Javaの正規表現はjava.util.regex.Patternクラスでコンパイルされます。通常、正規表現エンジンは「.」を「任意の文字」というメタ文字として解釈しますが、Pattern.compileメソッドにフラグを指定することで、この振る舞いを制御できます。
Pattern.LITERALを有効にすると、正規表現エンジンはメタ文字を「文字通りの記号」として扱うようになります。これにより、特殊文字をエスケープ(\\Q…\\E)する手間を省き、安全に比較や検索を行えるようになります。

実装/解決策

実装は非常にシンプルです。Pattern.compileの第2引数にPattern.LITERALを指定するだけです。これにより、対象のパターン全体がリテラル文字列として扱われるようになります。もし動的に取得した文字列を安全にマッチングさせたい場合は、このフラグを使用するのがベストプラクティスです。

サンプルプログラム

以下のコードでは、メタ文字を含む文字列をそのままリテラルとして検索する例を示します。
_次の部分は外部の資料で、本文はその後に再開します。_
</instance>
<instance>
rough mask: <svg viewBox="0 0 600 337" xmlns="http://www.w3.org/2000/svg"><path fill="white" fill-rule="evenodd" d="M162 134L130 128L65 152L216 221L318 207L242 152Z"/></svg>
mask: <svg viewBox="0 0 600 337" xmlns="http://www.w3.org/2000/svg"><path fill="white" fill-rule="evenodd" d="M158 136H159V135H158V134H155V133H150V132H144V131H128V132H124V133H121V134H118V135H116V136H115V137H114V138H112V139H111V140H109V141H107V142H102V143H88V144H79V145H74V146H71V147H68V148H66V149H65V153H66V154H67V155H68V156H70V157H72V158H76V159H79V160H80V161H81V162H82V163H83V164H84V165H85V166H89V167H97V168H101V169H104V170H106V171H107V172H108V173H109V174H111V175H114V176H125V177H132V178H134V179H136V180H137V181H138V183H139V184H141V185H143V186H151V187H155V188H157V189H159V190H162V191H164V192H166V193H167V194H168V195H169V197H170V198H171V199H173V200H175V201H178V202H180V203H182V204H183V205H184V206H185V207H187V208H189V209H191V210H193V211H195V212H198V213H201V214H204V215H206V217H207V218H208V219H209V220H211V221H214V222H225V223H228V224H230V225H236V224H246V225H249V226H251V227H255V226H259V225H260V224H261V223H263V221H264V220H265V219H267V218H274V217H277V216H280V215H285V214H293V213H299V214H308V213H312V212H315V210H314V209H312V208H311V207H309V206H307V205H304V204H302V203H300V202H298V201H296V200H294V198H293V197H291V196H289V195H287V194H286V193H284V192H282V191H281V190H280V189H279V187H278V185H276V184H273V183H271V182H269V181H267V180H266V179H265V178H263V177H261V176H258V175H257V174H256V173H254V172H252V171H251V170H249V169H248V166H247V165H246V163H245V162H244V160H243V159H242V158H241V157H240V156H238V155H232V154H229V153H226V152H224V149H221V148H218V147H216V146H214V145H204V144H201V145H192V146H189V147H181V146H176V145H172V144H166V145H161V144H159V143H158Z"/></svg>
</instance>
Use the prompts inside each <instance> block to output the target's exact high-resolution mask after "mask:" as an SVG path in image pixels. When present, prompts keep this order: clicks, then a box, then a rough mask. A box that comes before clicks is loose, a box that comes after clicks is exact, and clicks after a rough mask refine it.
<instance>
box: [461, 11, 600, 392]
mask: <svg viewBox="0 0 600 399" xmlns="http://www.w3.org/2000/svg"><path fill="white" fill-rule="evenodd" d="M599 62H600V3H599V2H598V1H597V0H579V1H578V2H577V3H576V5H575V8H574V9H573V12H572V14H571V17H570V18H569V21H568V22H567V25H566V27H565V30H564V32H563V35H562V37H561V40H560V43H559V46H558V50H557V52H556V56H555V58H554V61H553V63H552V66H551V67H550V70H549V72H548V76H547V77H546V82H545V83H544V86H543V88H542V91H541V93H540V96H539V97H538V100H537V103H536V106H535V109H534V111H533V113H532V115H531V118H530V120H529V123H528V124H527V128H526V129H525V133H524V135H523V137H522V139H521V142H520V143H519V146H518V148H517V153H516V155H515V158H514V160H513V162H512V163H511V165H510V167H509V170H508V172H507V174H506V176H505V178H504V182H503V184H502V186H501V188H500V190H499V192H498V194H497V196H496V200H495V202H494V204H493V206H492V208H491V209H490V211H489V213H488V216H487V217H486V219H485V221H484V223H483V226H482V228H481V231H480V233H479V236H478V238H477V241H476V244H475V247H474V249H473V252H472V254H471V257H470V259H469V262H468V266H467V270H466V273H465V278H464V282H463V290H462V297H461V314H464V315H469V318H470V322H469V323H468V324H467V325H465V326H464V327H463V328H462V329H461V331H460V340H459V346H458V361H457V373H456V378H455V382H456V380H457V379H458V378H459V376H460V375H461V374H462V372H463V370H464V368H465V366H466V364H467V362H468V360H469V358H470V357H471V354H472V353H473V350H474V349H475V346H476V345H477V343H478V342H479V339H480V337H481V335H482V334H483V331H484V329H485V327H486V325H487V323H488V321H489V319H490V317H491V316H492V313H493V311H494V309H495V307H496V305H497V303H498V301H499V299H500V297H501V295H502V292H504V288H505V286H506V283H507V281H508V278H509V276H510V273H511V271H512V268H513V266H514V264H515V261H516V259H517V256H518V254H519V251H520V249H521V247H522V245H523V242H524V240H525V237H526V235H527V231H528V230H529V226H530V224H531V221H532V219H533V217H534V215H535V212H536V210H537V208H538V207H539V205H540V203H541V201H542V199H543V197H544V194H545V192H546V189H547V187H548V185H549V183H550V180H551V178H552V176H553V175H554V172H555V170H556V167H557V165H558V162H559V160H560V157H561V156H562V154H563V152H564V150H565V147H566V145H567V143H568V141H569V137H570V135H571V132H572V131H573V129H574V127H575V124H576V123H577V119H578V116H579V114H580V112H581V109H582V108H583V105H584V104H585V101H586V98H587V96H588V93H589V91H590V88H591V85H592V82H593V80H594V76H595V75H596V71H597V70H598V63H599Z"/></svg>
import java.util.regex.Matcher;
import java.util.regex.Pattern;

public class LiteralExample {
    public static void main(String[] args) {
        // 検索対象のテキスト
        String text = "価格は100.00ドルです。";
        // 検索したいキーワード(「.」が含まれている)
        String keyword = "100.00";

        // 通常の正規表現としてコンパイルすると「.」がワイルドカードになり意図しない結果になる可能性がある
        // そこでPattern.LITERALを指定してリテラルとして扱う
        Pattern pattern = Pattern.compile(keyword, Pattern.LITERAL);
        Matcher matcher = pattern.matcher(text);

        if (matcher.find()) {
            System.out.println("キーワードが見つかりました: " + matcher.group());
        } else {
            System.out.println("見つかりませんでした。");
        }
    }
}

応用・注意点

注意点1:フラグの範囲
Pattern.LITERALを指定すると、そのPatternオブジェクト全体がリテラル扱いになります。そのため、一部だけ正規表現を使い、一部だけリテラルにしたいといった混在はできません。

注意点2:Pattern.quoteとの使い分け
似た機能にPattern.quote(String s)という静的メソッドがあります。これは引数の文字列を\\Q…\\Eで囲んで返却するものです。特定のキーワードだけをリテラル化したい場合はPattern.quoteが手軽ですが、プログラム全体でフラグ管理を統一したい場合は、Pattern.LITERALを用いるとコードの可読性が向上します。

現場では、ユーザーから渡される入力値を扱う際、安易に正規表現として結合せず、必ずリテラルとして扱うかエスケープ処理を行うことを徹底してください。これがセキュリティと品質を守る第一歩です。